To know more about your rental rights and where you, a tenant, stand in the court of law, here’s a renter’s guide to help you better understand the Philippine rental law for residential units before renting a condo in the Philippines.
In the last 5 years, residential tenancy in the Philippines has been under the wings of Republic Act (RA) No. 9653, also known as the Rent Control Act of 2009. Signed on July 14, 2009 by former president Gloria Macapagal-Arroyo, this act intends to establish “reforms in the regulation of rent in certain residential units, providing the mechanisms therefore and for other purposes.”
As the old Rent Control Law RA No. 9341 expired last December 31, 2008, the new law has few provisions highlighting the exclusion of rent-to-own properties under this law. Here are a few reminders under RA 9653:
Annual increase of 7 percent, no more, no less.
This law specifies the annual increase of the rent after December 31, 2013 to be not more than 7 % of the actual rent. In this light, rooms rented out to students can only be increased once a year. Increments done more than 7 percent is considered illegal and may be subject for court action against the lessee. Make sure that you have a copy of the agreement and this new law so you may talk to your landlord about it.
Residential Tenancy Coverage
RA 9653 covers all residential units in the National Capital Region and Metro Manila along with other highly urbanized cities with rent of one peso (P1.00) to ten thousand pesos (P10,000) every month. On the other hand, rented units such as motel rooms, hotel rooms, and even rent-to-own units are not covered. Rent-to-own schemes are not covered nor affected by this law since there will be a transfer of ownership which means it is far from simply renting out a unit.
Leasing or Subleasing
This law clearly points that a tenant is not allowed to sublease the rental unit without the written consent of the unit owner. Everything should be made on paper and not on words alone. If not done properly, this may be grounds for eviction. If you are simply letting a guest or relative stay for the night, you do not need a written consent from your landlord. However, you still need his approval about it.
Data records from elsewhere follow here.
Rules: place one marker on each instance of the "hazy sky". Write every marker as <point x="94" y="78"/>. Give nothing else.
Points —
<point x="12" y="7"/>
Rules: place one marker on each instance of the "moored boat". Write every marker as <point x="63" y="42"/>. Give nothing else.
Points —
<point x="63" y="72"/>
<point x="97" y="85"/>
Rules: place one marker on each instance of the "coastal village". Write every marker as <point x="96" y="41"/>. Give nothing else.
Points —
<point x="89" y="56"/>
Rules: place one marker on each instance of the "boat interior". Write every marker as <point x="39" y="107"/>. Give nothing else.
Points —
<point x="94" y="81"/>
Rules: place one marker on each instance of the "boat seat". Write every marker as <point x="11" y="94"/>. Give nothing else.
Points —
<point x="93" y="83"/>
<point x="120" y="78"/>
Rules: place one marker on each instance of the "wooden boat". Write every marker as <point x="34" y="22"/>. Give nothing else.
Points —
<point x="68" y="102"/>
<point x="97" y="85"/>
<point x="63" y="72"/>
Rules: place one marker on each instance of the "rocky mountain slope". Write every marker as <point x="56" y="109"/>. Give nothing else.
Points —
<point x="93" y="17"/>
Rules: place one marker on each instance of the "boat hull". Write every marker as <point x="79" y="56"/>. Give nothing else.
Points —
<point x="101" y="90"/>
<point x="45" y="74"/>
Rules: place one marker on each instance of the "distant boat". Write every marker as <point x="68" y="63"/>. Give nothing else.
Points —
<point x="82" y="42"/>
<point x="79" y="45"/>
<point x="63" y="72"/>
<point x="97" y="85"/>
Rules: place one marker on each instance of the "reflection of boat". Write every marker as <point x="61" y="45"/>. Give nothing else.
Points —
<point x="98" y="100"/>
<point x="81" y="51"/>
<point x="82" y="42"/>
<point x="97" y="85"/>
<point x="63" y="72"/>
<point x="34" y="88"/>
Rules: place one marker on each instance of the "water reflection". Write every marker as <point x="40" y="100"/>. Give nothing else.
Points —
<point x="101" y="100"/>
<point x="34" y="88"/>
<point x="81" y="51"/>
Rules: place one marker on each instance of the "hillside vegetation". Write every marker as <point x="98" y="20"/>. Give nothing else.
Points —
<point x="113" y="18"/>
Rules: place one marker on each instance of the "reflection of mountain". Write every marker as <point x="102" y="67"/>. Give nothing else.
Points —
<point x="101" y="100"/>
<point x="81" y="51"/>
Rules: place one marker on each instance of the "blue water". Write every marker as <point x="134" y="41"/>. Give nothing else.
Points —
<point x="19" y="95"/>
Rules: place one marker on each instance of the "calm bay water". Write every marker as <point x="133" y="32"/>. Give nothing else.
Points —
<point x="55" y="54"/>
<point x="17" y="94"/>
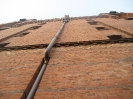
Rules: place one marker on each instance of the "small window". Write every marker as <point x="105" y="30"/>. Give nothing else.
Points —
<point x="35" y="27"/>
<point x="92" y="23"/>
<point x="22" y="34"/>
<point x="131" y="18"/>
<point x="114" y="37"/>
<point x="3" y="45"/>
<point x="101" y="28"/>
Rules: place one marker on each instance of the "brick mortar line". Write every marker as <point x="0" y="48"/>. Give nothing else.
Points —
<point x="72" y="89"/>
<point x="67" y="44"/>
<point x="95" y="63"/>
<point x="117" y="29"/>
<point x="85" y="88"/>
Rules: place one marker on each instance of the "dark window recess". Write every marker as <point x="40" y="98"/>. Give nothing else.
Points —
<point x="115" y="37"/>
<point x="129" y="18"/>
<point x="101" y="28"/>
<point x="92" y="23"/>
<point x="35" y="27"/>
<point x="3" y="45"/>
<point x="22" y="34"/>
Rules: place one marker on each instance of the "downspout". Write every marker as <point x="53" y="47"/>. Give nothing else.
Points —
<point x="46" y="60"/>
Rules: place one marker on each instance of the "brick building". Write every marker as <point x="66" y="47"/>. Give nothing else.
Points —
<point x="91" y="59"/>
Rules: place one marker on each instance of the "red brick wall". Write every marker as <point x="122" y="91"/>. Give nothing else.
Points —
<point x="89" y="72"/>
<point x="16" y="70"/>
<point x="125" y="15"/>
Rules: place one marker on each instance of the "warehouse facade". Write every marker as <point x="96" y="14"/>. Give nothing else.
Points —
<point x="91" y="59"/>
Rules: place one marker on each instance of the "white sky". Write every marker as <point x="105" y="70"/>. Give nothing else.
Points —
<point x="13" y="10"/>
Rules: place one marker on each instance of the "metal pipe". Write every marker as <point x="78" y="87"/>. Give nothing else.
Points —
<point x="46" y="60"/>
<point x="47" y="51"/>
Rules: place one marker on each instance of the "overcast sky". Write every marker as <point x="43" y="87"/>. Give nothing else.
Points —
<point x="13" y="10"/>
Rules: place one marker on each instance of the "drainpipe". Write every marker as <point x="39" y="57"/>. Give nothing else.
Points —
<point x="46" y="60"/>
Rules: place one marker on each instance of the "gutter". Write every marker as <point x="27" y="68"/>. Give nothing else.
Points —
<point x="46" y="60"/>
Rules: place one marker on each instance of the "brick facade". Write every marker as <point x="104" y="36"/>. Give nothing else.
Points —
<point x="100" y="69"/>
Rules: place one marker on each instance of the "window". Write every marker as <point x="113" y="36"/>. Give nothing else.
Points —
<point x="22" y="34"/>
<point x="3" y="45"/>
<point x="101" y="28"/>
<point x="93" y="23"/>
<point x="35" y="27"/>
<point x="114" y="37"/>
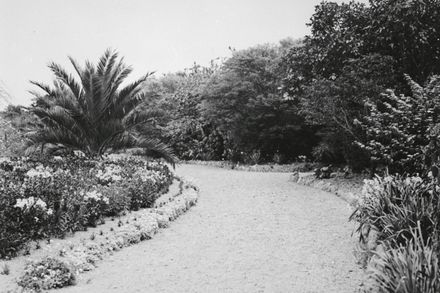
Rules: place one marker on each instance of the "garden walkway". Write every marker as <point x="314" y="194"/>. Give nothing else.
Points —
<point x="250" y="232"/>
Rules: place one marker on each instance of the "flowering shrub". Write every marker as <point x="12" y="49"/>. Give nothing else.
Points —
<point x="47" y="274"/>
<point x="64" y="195"/>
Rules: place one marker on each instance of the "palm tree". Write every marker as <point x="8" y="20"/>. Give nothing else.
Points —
<point x="96" y="114"/>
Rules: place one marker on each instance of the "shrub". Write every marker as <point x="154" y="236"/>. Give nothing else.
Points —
<point x="393" y="205"/>
<point x="410" y="268"/>
<point x="400" y="129"/>
<point x="62" y="195"/>
<point x="47" y="274"/>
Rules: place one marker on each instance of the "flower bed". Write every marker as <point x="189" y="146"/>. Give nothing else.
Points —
<point x="346" y="188"/>
<point x="62" y="195"/>
<point x="59" y="263"/>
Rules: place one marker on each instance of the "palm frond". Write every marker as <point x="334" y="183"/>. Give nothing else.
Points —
<point x="67" y="79"/>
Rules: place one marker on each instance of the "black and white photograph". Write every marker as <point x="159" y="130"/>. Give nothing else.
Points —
<point x="236" y="146"/>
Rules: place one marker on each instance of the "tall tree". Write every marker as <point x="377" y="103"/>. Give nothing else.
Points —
<point x="95" y="114"/>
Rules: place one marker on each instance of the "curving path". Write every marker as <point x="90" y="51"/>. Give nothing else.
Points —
<point x="250" y="232"/>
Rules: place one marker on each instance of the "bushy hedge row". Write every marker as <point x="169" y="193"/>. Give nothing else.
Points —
<point x="404" y="213"/>
<point x="64" y="195"/>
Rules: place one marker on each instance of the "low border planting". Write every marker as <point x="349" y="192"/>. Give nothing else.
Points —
<point x="59" y="196"/>
<point x="64" y="261"/>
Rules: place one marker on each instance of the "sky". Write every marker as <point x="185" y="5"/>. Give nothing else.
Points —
<point x="152" y="35"/>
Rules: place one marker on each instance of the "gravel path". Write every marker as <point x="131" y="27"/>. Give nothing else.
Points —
<point x="250" y="232"/>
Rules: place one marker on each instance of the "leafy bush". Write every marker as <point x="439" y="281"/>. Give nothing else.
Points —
<point x="46" y="274"/>
<point x="410" y="268"/>
<point x="405" y="214"/>
<point x="64" y="195"/>
<point x="399" y="128"/>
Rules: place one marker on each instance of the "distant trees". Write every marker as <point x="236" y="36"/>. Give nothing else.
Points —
<point x="309" y="97"/>
<point x="354" y="53"/>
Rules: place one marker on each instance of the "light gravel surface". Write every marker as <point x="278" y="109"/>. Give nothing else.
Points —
<point x="250" y="232"/>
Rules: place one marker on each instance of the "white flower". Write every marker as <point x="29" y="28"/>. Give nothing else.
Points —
<point x="26" y="203"/>
<point x="39" y="171"/>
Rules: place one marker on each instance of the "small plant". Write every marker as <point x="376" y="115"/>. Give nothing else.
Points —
<point x="413" y="267"/>
<point x="35" y="275"/>
<point x="5" y="269"/>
Grounds for Tenant Eviction
The law also stated that ejection of tenants is prohibited even if the rental unit has already been sold to a third person. It all boils down to the existing lease agreement and if the lease agreement states that the rental should last until December, the new owners should respect the agreement. Other legal reasons for tenant eviction include the tenant’s inability to pay three months of rent, subleasing the rental unit without approval of the landlord, expiration of the lease agreement, repairs and repossessing the property by the owner. Repossession may be made by any immediate member of the lessee’s family, including the spouse, descendants, and others which is related by blood or by affinity.
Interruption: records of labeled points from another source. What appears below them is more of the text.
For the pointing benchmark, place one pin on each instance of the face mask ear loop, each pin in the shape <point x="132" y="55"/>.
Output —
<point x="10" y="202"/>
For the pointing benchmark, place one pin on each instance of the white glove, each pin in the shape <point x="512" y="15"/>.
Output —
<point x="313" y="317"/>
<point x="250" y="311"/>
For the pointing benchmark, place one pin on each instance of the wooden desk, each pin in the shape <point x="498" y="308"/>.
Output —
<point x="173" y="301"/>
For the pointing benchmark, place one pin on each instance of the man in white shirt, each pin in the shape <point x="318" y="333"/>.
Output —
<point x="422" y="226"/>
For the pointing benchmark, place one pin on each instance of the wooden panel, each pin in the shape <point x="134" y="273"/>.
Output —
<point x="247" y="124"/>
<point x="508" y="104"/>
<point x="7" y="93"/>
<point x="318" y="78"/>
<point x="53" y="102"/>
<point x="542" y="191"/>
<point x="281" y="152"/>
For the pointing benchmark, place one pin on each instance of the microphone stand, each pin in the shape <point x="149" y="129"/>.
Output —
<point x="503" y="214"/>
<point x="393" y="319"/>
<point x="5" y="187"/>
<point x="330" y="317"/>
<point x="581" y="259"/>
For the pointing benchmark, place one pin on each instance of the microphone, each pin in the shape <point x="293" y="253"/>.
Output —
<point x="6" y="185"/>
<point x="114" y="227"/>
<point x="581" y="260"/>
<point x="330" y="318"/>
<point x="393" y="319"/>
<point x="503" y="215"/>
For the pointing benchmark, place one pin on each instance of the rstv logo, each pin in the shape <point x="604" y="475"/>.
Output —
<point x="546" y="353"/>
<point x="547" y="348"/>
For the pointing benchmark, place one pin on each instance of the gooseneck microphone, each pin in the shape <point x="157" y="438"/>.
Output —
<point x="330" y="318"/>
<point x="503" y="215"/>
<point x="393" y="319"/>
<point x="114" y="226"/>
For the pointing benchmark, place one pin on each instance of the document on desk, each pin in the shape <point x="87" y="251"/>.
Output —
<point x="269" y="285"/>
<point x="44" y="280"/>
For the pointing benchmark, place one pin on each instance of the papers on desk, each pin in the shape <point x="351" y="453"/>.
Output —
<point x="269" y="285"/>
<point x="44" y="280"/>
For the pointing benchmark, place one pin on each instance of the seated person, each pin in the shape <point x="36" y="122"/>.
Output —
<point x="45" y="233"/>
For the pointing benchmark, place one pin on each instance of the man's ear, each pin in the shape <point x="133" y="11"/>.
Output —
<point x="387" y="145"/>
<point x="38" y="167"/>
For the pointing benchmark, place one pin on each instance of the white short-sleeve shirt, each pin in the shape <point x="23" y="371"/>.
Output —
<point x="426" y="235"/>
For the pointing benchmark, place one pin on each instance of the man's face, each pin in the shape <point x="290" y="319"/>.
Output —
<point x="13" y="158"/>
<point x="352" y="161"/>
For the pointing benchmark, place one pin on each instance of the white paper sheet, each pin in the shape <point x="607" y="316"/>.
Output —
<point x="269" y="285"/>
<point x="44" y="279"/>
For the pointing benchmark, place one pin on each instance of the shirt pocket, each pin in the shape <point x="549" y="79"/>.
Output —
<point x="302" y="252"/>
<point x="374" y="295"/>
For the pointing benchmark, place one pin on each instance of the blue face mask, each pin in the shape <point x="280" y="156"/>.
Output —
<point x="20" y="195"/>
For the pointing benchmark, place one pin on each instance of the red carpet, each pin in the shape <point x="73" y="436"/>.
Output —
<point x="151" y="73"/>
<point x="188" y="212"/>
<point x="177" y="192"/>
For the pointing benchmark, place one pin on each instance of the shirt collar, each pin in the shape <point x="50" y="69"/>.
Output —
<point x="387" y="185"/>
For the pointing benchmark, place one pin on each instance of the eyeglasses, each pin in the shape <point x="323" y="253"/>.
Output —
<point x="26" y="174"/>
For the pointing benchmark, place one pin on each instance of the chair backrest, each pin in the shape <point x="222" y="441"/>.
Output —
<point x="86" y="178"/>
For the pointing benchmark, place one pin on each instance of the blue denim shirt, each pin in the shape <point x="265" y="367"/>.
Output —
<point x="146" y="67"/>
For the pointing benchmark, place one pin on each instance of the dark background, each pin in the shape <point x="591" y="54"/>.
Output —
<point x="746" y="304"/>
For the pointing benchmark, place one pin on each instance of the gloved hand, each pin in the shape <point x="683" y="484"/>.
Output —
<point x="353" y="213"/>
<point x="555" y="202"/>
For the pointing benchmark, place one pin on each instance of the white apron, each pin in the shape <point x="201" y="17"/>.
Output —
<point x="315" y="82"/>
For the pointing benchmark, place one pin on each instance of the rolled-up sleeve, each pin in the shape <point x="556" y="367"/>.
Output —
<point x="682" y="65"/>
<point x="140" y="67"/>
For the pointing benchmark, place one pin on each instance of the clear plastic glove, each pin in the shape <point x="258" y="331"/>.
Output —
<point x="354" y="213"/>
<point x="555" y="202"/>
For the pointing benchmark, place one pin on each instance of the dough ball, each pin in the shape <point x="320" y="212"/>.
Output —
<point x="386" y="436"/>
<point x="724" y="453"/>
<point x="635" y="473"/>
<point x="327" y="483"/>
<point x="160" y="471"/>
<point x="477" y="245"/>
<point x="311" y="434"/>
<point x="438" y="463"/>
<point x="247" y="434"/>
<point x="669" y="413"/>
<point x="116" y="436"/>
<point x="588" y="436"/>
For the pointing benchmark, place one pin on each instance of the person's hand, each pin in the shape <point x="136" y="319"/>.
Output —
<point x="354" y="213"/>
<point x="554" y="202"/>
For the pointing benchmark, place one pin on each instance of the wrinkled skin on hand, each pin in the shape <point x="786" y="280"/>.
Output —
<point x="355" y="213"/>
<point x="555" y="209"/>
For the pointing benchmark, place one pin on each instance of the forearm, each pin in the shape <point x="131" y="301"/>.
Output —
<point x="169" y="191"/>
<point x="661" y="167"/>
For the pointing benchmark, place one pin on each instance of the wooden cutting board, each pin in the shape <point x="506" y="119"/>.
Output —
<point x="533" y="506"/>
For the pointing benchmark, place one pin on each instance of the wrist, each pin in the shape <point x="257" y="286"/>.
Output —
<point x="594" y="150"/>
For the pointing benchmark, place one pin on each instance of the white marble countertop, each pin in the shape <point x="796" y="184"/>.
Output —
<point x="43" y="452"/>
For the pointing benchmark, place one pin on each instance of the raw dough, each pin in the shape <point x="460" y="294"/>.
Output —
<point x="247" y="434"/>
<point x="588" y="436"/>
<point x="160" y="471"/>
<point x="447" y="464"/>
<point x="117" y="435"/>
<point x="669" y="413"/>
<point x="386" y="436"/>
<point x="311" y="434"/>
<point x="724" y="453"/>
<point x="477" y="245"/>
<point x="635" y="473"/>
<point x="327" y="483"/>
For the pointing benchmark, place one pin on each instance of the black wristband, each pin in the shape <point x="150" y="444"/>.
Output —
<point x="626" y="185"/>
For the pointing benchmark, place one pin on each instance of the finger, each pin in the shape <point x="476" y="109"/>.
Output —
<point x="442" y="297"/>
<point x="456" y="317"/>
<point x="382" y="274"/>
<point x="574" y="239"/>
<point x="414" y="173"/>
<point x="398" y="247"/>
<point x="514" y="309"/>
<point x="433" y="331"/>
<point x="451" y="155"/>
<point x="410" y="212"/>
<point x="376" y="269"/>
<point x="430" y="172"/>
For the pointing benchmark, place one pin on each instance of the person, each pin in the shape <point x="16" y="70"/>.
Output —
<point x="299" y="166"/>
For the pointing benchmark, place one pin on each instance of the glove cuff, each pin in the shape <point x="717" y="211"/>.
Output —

Renters should pay the rent one-month in advance within the first five days of the month or as stated in the agreement. For the initial payment, the lessor is allowed to demand a one-month advance payment and two months deposit. The deposit may be forfeited to cover damages and repairs in the rented property. Violators of any of the said conditions may face a fine of P25,000 to P50,000, or a one-month up to six months of imprisonment
Accordingly, this law will continue to take effect under the authority of the Housing and Urban Development Coordinating Council and determine the period of regulation and even the rental increases every year.
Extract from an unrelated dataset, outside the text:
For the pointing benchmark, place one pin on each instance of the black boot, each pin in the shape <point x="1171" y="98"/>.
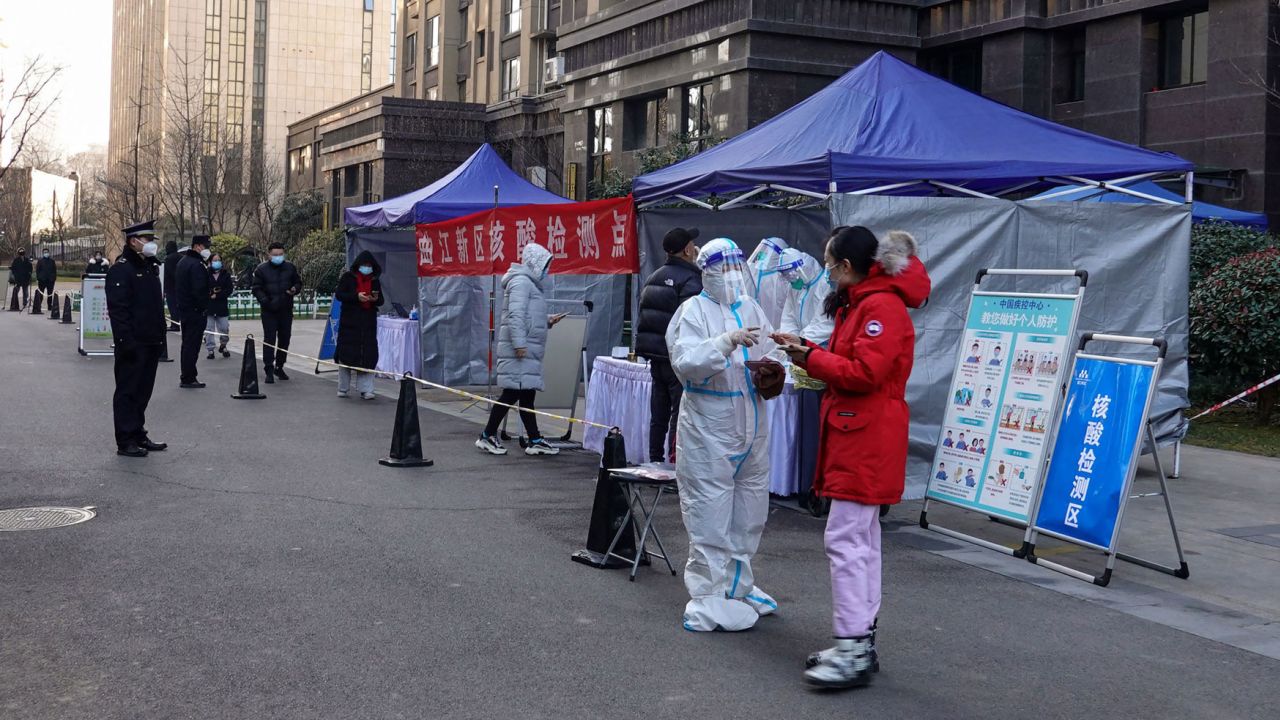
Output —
<point x="131" y="450"/>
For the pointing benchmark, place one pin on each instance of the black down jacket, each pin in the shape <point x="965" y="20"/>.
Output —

Getting your condominium is easy as long as you abide by the rules. Check the condominium building, reevaluate the lease, ask about the parking conditions, and it is most important to have a copy of the signed lease agreement and the condo rules and regulations. Ask the landlord about the maintenance fees, the amenities, because violating a leasing agreement may affect your overall standing as a renter. Clarify other inconsistencies to the condo house rules and to the philippine rental law for residential renters before signing the lease. You may think it as a tedious task but in the end, this will leave your entire residential tenancy experience a whole lot lighter.